Global future urban growth and meteorological disaster risks

Abstract: Cities are facing multiple meteorological hazards such as heatwaves, wind chill, floods, water scarcity, and tropical cyclones. Nonetheless, the exposure and adaptation of global urban growth to these hazards under climate change are not well addressed. This study assessed the urban population exposed to the aforementioned hazards globally from 2020 to 2050, and analyzed the impacts of adjusting the spatial patterns of future urban expansion on exposure. In 2020, a total of 2.18 billion (49.85%) urban residents worldwide were exposed to at least one severe hazard.
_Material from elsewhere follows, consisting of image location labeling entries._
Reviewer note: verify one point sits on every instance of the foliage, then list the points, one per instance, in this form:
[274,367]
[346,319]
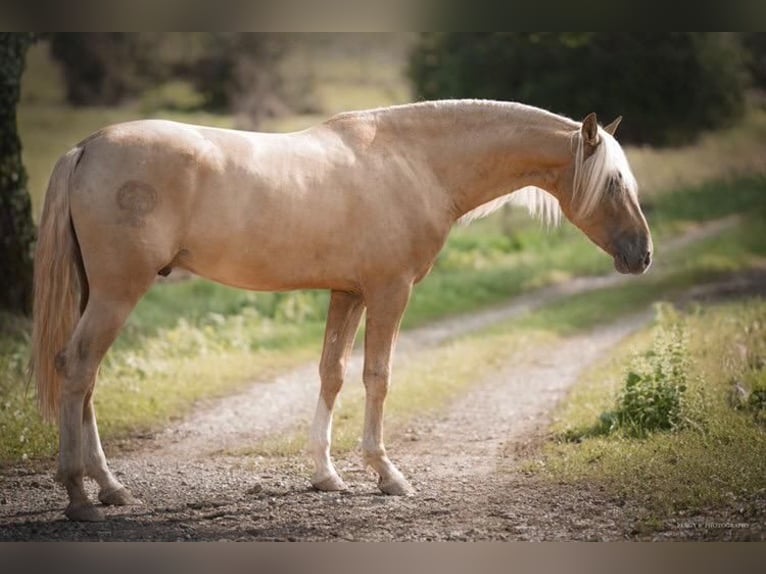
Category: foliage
[105,68]
[669,85]
[17,232]
[653,396]
[228,71]
[717,459]
[755,43]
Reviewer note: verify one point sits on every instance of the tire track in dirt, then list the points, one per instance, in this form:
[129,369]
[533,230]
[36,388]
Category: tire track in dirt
[466,487]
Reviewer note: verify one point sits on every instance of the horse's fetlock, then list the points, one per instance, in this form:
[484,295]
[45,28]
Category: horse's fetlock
[60,362]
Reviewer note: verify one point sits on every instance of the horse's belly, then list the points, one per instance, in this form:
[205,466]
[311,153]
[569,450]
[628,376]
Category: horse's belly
[267,268]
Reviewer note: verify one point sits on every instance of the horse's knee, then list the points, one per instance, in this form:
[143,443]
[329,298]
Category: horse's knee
[377,381]
[331,373]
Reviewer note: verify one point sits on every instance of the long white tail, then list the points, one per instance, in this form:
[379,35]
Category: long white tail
[57,276]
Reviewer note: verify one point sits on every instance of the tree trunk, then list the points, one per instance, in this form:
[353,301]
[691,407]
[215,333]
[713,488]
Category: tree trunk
[17,231]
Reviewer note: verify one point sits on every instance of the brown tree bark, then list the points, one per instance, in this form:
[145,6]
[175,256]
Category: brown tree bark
[17,230]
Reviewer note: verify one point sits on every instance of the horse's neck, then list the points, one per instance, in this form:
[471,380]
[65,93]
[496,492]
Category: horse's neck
[479,155]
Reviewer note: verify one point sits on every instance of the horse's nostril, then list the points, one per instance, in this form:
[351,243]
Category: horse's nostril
[648,258]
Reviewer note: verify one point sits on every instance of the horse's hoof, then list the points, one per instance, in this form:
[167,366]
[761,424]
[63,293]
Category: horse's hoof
[84,513]
[118,497]
[396,486]
[332,483]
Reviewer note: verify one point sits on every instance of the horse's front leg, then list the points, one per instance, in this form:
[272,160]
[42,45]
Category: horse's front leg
[342,324]
[385,308]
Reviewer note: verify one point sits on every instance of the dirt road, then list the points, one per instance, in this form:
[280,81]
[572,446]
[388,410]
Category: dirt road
[463,463]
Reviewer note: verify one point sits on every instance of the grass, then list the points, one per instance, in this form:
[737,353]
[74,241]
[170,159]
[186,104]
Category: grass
[193,339]
[441,374]
[718,459]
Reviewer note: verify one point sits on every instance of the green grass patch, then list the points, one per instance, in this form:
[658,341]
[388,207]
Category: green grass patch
[439,375]
[714,455]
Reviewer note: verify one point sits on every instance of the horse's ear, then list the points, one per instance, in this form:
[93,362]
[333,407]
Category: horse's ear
[589,129]
[611,128]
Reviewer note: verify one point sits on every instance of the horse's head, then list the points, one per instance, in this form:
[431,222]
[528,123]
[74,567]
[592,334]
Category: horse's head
[599,195]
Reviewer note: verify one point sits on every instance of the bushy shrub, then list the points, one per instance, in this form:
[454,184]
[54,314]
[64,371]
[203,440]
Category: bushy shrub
[653,396]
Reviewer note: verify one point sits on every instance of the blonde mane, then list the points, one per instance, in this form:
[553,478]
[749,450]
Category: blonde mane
[590,181]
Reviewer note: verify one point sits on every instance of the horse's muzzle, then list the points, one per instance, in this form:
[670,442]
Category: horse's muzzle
[634,265]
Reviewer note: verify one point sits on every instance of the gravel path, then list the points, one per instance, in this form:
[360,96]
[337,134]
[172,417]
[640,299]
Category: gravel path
[462,462]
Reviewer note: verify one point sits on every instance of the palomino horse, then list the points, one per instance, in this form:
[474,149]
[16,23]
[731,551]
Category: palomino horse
[360,205]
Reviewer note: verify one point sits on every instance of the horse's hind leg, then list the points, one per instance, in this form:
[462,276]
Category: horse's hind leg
[342,323]
[79,448]
[111,491]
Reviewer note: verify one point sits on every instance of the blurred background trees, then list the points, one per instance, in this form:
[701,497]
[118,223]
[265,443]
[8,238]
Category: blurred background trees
[670,86]
[17,232]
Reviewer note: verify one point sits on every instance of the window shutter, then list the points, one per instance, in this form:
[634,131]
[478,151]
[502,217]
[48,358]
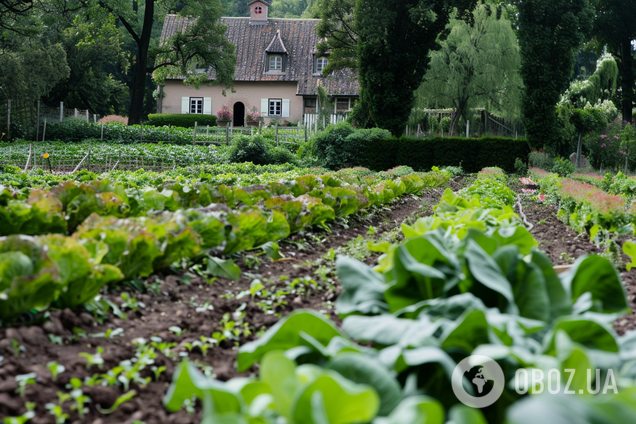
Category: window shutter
[185,105]
[207,105]
[264,107]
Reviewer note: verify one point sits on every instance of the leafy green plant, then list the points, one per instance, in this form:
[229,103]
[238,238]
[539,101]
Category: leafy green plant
[562,166]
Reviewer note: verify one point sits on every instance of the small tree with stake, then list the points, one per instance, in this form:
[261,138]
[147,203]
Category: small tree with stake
[586,120]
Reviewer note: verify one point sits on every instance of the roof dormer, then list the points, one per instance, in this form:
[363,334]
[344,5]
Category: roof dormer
[258,11]
[276,56]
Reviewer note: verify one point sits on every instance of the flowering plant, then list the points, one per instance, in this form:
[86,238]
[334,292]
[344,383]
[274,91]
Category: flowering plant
[253,114]
[224,114]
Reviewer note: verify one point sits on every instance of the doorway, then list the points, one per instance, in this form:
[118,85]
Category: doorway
[239,114]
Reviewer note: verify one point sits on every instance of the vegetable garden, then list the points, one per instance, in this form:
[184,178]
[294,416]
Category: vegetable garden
[240,293]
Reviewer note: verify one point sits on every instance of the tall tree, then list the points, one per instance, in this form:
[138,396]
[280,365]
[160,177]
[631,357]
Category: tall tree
[338,34]
[202,43]
[394,39]
[550,33]
[615,28]
[478,64]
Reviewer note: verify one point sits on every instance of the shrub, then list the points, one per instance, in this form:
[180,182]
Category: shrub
[521,168]
[539,159]
[563,167]
[330,146]
[280,156]
[246,149]
[113,119]
[421,154]
[342,146]
[81,130]
[181,120]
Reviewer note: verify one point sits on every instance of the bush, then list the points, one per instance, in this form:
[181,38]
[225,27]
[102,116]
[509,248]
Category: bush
[81,130]
[181,120]
[521,168]
[341,146]
[246,149]
[330,146]
[280,156]
[421,154]
[563,167]
[539,159]
[113,119]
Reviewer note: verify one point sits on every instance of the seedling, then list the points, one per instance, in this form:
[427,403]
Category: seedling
[95,359]
[23,381]
[157,371]
[121,399]
[17,347]
[55,339]
[131,303]
[80,400]
[252,261]
[57,412]
[177,330]
[29,414]
[55,369]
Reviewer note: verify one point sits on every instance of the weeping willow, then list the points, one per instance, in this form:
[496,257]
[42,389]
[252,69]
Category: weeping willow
[476,66]
[601,86]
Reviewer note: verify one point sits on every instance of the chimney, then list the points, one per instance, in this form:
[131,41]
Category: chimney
[258,11]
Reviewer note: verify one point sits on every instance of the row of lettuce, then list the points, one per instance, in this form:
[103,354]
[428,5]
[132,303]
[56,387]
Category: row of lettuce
[466,281]
[585,206]
[121,234]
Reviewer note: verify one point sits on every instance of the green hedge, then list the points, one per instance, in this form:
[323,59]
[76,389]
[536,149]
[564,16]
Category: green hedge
[472,154]
[180,120]
[76,130]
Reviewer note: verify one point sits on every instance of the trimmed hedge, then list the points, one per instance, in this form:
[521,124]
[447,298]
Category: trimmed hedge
[180,120]
[421,154]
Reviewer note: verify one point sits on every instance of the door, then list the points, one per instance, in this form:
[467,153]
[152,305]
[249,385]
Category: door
[239,114]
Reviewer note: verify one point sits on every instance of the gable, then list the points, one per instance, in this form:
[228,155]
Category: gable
[295,37]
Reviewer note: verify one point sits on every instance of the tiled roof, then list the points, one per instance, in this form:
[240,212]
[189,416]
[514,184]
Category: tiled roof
[277,45]
[297,37]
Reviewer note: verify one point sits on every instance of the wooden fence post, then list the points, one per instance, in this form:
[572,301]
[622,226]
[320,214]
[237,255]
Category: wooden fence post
[276,133]
[8,119]
[37,128]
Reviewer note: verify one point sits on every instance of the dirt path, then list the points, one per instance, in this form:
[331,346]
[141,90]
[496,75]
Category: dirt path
[178,312]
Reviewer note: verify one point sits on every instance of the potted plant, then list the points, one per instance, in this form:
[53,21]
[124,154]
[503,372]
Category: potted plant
[253,117]
[223,116]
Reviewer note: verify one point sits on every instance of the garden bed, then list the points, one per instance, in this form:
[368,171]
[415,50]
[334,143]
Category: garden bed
[193,306]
Specifically, the urban population exposed to severe heatwaves, wind chill, tropical cyclones, water scarcity, and floods stood at 1.62 billion, 0.01 billion, 0.09 billion, 0.68 billion, and 0.27 billion, respectively. Additionally, 9.13 million (0.21%) urban residents faced concurrent exposure to more than three severe hazards. By 2050, the global urban population at risk of at least one severe hazard is projected to reach 4.31–4.81 billion (72.71%–75.03%). The projected urban population exposed to the five severe hazards mentioned above will be 3.72–4.25 billion (heatwaves), 0.71–0.71 billion (wind chill), 0.18–0.40 billion (tropical cyclones), 1.30–1.36 billion (water scarcity), and 0.35–0.41 billion (floods), respectively. The number of urban residents facing concurrent exposure to more than three severe hazards is expected to rise to 47.62–72.99 million (0.80%–1.14%). Adjusting the spatial pattern of future urban expansion can effectively reduce the urban population exposed to meteorological hazards. Under the scenario of moderate prevention of all hazards, the urban population exposed to heatwaves, wind chill, tropical cyclones, water scarcity, and floods will decrease by 34.64–35.83 million, 14.19–19.22 million, 41.95–51.57 million, 244.91–275.96 million, and 166.03–205.17 million, respectively. This study provides empirical support for delineating global urban growth boundaries for mitigating meteorological disasters.